In today’s challenging times, executive management is under pressure to demonstrate that they
are keeping costs under control while maintaining effective operations and mitigating risks. Board
executives are looking to the CEO and executive management to apply discipline, implement
formal methodologies for planning and control, and align corporate resources with strategic goals.
To meet these challenges, executive management teams are looking for greater degrees of
visibility into their operations, with the ability to control expenditures and measure return on
investment.

Adoption of frameworks and methodologies that enable the understanding of full expense and ROI,
as well as provide governance over decision-making, are measures that executive teams should be
evaluating at this time; measures that will become best practice in the future. Total Cost of
Ownership (TCO) is one of the foundational frameworks that companies are adopting today to
facilitate greater budgetary oversight and control. TCO is a necessary component of determining
ROI, and provides a benchmark for other efficiency and cost-cutting analysis activities. Once
implemented, TCO will provide management with an all-in view of costs associated with specific
business processes, lines of business, and other corporate business activities.

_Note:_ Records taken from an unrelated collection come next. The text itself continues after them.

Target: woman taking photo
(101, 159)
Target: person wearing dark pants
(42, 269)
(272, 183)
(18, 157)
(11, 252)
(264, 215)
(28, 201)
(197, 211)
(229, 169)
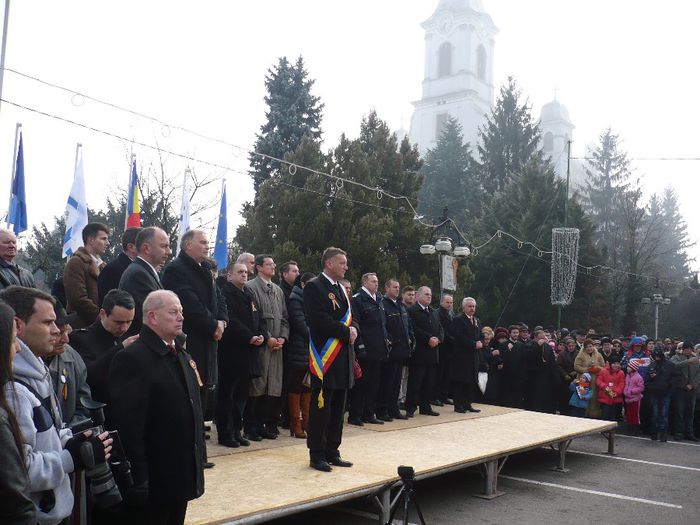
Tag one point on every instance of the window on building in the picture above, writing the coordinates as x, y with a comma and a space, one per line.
481, 63
440, 121
548, 141
445, 60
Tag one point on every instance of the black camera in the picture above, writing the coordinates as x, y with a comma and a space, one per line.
100, 476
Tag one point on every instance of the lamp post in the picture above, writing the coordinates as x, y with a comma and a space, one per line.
442, 244
657, 300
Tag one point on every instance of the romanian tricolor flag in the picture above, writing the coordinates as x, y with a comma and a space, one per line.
133, 208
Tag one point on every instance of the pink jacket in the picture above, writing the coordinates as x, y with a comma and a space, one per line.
616, 382
634, 387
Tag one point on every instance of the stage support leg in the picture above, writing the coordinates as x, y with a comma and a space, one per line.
610, 435
563, 446
491, 471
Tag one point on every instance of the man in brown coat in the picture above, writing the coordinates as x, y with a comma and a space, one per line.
81, 272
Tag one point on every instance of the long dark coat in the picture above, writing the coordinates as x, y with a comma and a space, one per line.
425, 325
156, 408
465, 356
237, 357
202, 307
324, 322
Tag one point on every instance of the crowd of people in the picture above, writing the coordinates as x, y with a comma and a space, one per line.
106, 384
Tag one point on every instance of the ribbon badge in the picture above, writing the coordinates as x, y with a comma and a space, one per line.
333, 299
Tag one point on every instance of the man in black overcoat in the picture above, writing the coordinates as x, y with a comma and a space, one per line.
464, 369
240, 344
141, 276
372, 351
111, 274
422, 366
325, 304
154, 387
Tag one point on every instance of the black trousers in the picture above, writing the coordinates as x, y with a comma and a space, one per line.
421, 386
232, 396
463, 394
363, 396
389, 387
325, 429
153, 514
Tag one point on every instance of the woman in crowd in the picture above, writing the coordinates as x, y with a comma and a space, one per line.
296, 361
16, 508
611, 385
590, 361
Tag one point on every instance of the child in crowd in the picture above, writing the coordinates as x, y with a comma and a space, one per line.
581, 393
634, 388
611, 385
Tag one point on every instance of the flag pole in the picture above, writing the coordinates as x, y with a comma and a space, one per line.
5, 23
18, 130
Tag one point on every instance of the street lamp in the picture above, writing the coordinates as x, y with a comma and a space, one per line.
443, 245
657, 300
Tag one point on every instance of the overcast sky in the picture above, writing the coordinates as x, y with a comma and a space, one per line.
630, 65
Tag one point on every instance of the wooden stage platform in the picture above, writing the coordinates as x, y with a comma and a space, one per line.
271, 479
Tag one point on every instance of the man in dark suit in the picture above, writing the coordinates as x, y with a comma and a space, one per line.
154, 387
141, 276
111, 274
464, 369
423, 363
189, 276
99, 343
239, 347
327, 308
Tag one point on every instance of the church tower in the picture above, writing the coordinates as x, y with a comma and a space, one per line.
557, 129
458, 78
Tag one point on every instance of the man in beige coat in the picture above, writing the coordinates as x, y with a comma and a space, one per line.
265, 403
81, 273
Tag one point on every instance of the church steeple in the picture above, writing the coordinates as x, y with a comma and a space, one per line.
458, 76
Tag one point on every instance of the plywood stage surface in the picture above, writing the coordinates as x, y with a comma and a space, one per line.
275, 475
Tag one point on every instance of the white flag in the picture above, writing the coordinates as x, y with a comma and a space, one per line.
184, 212
76, 212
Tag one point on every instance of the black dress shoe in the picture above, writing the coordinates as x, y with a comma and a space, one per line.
229, 442
321, 465
339, 462
243, 441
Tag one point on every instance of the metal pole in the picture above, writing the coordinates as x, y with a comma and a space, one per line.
566, 210
5, 23
18, 130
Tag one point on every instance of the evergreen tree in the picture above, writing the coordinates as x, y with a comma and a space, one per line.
292, 113
508, 141
448, 180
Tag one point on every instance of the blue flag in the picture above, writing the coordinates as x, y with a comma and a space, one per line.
221, 248
17, 215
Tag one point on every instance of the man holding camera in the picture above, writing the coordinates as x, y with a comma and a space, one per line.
154, 387
53, 452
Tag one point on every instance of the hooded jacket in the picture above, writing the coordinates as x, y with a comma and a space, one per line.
48, 464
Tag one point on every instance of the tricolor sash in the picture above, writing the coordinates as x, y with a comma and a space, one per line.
321, 361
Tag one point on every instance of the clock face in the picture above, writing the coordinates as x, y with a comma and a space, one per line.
445, 24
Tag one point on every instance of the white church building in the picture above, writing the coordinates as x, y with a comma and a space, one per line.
458, 81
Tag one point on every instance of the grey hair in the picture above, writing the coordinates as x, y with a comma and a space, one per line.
466, 300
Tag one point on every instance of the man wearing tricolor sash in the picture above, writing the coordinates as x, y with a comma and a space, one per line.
331, 358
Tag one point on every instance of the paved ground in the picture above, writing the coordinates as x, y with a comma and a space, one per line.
647, 483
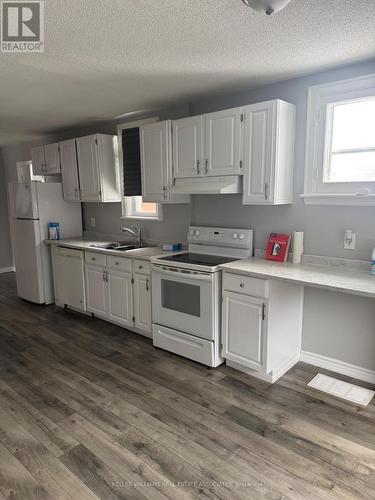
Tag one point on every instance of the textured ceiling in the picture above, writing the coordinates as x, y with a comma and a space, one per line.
104, 58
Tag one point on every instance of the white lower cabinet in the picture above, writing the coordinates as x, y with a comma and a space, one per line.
142, 302
120, 298
96, 290
261, 325
116, 294
69, 277
241, 315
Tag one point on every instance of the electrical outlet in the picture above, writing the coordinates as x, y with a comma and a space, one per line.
349, 239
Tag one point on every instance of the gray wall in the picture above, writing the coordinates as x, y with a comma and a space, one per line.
6, 259
335, 325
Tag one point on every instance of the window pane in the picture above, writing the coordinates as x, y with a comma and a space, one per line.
353, 167
148, 207
354, 125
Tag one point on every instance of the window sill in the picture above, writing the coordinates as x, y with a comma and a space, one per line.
339, 199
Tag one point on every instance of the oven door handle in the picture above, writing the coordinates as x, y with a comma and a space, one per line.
189, 274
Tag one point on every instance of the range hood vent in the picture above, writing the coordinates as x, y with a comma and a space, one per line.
228, 184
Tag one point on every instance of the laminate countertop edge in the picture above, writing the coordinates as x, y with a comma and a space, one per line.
360, 283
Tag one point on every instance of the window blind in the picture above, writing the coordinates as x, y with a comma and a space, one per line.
131, 162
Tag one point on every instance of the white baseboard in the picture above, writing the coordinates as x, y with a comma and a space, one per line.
7, 269
338, 366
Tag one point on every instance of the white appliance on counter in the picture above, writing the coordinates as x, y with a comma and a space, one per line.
32, 206
186, 291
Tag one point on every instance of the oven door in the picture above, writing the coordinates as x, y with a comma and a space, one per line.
183, 300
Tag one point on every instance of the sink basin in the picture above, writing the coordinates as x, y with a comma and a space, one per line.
115, 245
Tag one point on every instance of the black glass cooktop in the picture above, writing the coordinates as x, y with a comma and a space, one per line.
198, 259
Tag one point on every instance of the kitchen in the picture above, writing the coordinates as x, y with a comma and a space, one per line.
325, 329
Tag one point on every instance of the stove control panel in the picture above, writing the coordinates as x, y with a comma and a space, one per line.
221, 237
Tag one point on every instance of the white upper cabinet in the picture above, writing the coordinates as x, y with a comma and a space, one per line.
45, 160
223, 144
268, 153
38, 160
88, 168
69, 170
188, 147
98, 168
156, 163
51, 152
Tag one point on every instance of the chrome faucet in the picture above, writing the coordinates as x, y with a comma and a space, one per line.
135, 232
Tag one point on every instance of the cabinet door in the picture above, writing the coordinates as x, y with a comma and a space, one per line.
51, 152
38, 160
187, 147
223, 142
243, 330
69, 170
120, 301
259, 153
96, 290
68, 278
155, 158
142, 302
87, 154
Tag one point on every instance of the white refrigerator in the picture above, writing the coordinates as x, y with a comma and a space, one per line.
32, 206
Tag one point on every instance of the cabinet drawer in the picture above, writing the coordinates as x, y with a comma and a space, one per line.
141, 266
95, 259
246, 285
119, 263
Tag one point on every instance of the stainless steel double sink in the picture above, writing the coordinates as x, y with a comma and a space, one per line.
115, 245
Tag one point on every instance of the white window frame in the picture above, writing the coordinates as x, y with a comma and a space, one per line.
320, 100
128, 205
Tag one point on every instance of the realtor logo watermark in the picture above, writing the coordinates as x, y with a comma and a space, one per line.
22, 26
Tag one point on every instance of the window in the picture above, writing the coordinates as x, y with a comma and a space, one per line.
136, 208
340, 154
133, 207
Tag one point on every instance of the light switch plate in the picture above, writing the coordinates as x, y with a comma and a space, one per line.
349, 239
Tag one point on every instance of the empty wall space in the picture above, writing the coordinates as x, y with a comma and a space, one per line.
6, 259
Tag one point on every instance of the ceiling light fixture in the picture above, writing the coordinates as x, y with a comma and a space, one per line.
267, 6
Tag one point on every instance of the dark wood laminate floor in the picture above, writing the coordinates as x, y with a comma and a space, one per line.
89, 410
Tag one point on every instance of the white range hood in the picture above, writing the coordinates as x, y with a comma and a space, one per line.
228, 184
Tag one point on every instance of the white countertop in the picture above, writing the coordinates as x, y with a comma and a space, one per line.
326, 277
139, 253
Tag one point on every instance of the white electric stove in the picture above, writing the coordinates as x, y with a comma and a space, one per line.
186, 291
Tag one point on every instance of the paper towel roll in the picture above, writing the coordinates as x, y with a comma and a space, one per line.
297, 247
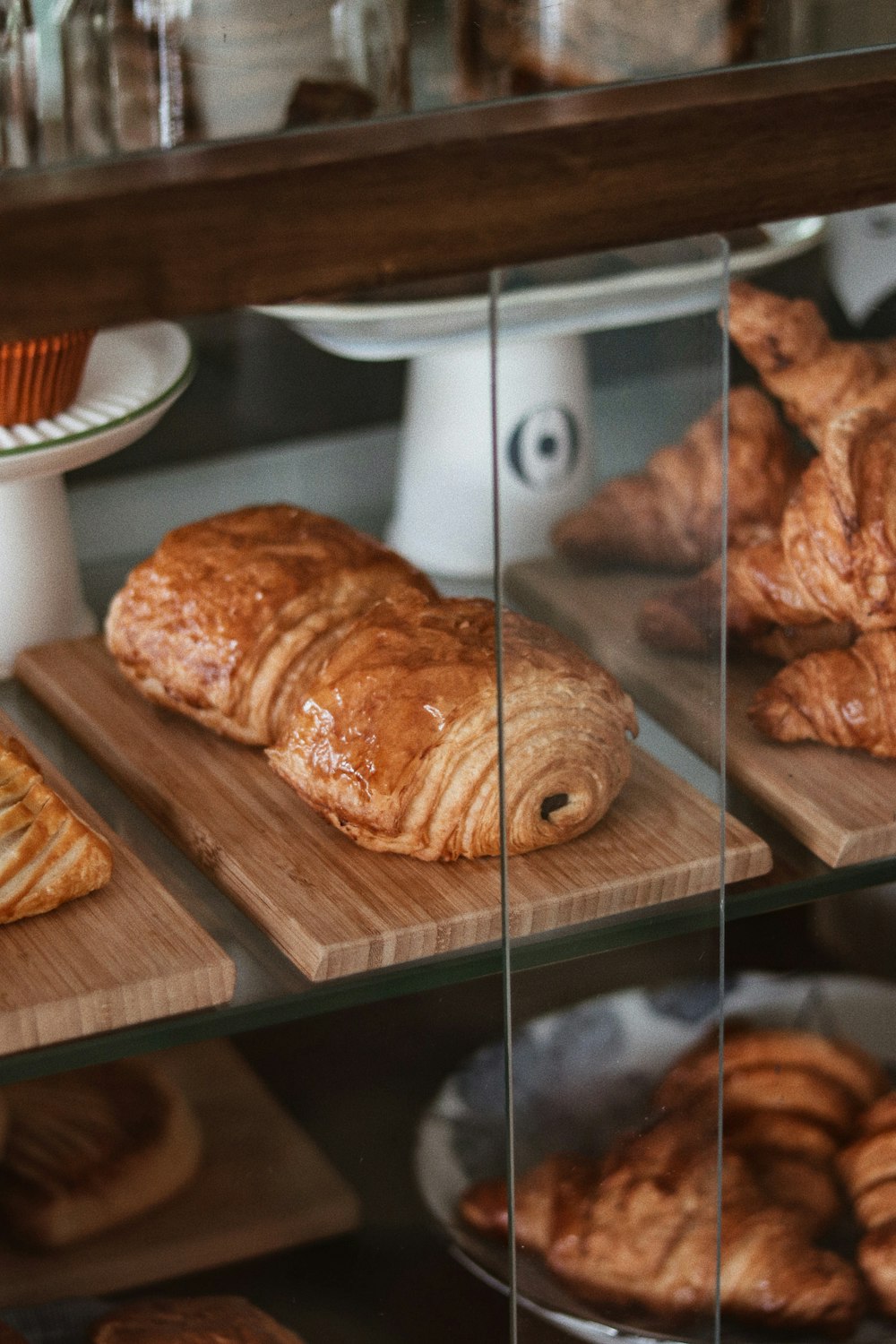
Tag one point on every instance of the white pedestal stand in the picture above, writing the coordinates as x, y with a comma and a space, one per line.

A recent survey of CEOs at over 250 companies by the IT Governance Institute found that over 75%
of the CEOs believe that IT investments bring value to their enterprise. At the same time, more
than half of the CEOs surveyed did not believe that they were getting full value from their
technology. Looking a little deeper into the detail, a third of the companies responding had no CIO
on the executive team, 25% had no alignment between business and IT objectives, and over 40% of
the respondents had no way to measure the value of return on their IT investments. In a similar
survey by InformationWeek of over 300 CIOs, the number one issue of CIOs was business and IT
alignment.

Addressing the above, it is obvious that a lack of information is a cause for the gaps in logic
between the individual survey results. CEOs believe that IT brings value, but how do they know?
Over half of the CEOs do not believe that they are getting full value from their technology, but
what measure have they applied? Over 40% could not measure their return on IT investment, why
not? The answer is that they have not established frameworks or metrics that provide visibility
into where, how, and why technology expenditures have been made and how each supports
business strategy and goals. And without these frameworks, true alignment of business and
technology will continue to be out of reach.

Implementation of a strategic management framework as a ‘tool’ to assist the executive team in
decision-making is critical to ensure alignment of resources with strategies. The framework should
be designed to facilitate strategic decisions, ensure that actions are responsive, and hold members


   Copyright © 2009 The Summit Point Group                     www.thesummitpointgroup.com
of the executive team accountable, to themselves and each other.                                     A well-crafted strategic
management framework is: Strategic, Responsive, and Accountable.

Total Cost of Ownership is a key element of the strategic management framework. Different than
straight accounting or budgeting, TCO takes a view of technology expense that is aligned with
business processes, activities and products. With a full and thorough understanding of expense
associated with specific business activities, the management team is provided with the data that is
critical in making fully informed decisions, based upon current or projected ROI associated with
the activity. Additionally, TCO can not only be used as an element of analyzing the return on
current activities, but can also be used to drive improvement exercises; and as an estimate, TCO
becomes an element of strategic planning and decision-making.

Application portfolio, business architecture, and expense are the key components of technology
TCO. Through the identification of all applications in the corporate portfolio, allocation of
expense to each application, and alignment with business function, a clear understanding of
technology cost associated with performing a business function or creating a business product can
be gained. Using this information in ROI calculations, the management team can gain a better
understanding of what value technology expense/investment provides to the company. Further,
this data point provides an element of information in management frameworks that helps to drive
decision-making related to expense allocation, investment, or cost cutting.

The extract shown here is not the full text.